Tensorflow: Save / Restore Variables Loading Incorrectly

Question

I am having trouble saving / restoring a Tensorflow model that I trained. The visible issue is that restored model performs poorly because it uses random weights instead of the correct ones. Others have encountered this problem, but the root cause for me seems to be different, perhaps duplicated variable names.

I have verified that the weights in the checkpoint file are the same as the ones used in the trained model, and that the weights after restoration are completely different. I have also seen duplicate variables ending in _1 before saving. Even more unusually, there appears to be duplicate variables with the same names after restoring.

I have been careful to run tf.reset_default_graph() before first setting up the graph and again before restoring it. A potential problem may be that I run global_variables_initializer() before I restore the variables. If I do not, I receive an uninitialized variable error when I run my restored model.

I am using the latest version of tensorflow with GPU support.
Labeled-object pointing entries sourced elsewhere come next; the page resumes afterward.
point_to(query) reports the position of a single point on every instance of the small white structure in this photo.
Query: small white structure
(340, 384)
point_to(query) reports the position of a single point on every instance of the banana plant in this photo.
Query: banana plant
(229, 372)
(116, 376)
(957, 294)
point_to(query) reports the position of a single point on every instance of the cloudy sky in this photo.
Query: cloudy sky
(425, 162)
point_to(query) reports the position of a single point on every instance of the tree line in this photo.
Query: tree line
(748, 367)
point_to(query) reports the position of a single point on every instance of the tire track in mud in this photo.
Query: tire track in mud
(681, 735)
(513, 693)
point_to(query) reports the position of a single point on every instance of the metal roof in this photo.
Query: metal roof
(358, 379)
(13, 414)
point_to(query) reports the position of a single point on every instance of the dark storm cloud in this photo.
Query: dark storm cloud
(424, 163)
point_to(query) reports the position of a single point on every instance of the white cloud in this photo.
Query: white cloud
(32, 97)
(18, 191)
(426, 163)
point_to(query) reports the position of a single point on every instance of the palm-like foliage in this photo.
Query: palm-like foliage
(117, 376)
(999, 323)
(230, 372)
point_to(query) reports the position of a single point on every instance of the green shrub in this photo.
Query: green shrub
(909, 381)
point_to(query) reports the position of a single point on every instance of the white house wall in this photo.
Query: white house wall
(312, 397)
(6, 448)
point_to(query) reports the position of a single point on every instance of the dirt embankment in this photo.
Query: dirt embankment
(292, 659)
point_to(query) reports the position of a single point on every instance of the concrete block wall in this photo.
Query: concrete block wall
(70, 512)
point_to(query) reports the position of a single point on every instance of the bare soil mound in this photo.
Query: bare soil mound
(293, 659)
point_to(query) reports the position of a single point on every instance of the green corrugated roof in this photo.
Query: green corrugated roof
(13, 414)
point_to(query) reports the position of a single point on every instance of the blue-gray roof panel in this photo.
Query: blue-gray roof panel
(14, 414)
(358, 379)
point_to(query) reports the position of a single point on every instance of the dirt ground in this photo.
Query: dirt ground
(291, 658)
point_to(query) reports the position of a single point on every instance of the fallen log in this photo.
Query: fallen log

Here is the code, split into building, training/saving and restoring:

#build model
def model_ten_layer_unet(X,y,is_training):
    # define our weights (e.g. init_two_layer_convnet)
    M = 4

    # setup variables
    Wconv1 = tf.get_variable("Wconv1", shape=[3, 3, 3, 1, M*32]) #SAME: Never change output size
    bconv1 = tf.get_variable("bconv1", shape=[M*32])
    Wconv2 = tf.get_variable("Wconv2", shape=[3, 3, 3, M*32, M*32])
    bconv2 = tf.get_variable("bconv2", shape=[M*32])
    ...
    #Wconv12= tf.get_variable("Wconv12", shape=[3, 3, 3, 1, M*32]) #SAME: Final layer combines stacked outputs
    #bconv12= tf.get_variable("bconv12", shape=[1])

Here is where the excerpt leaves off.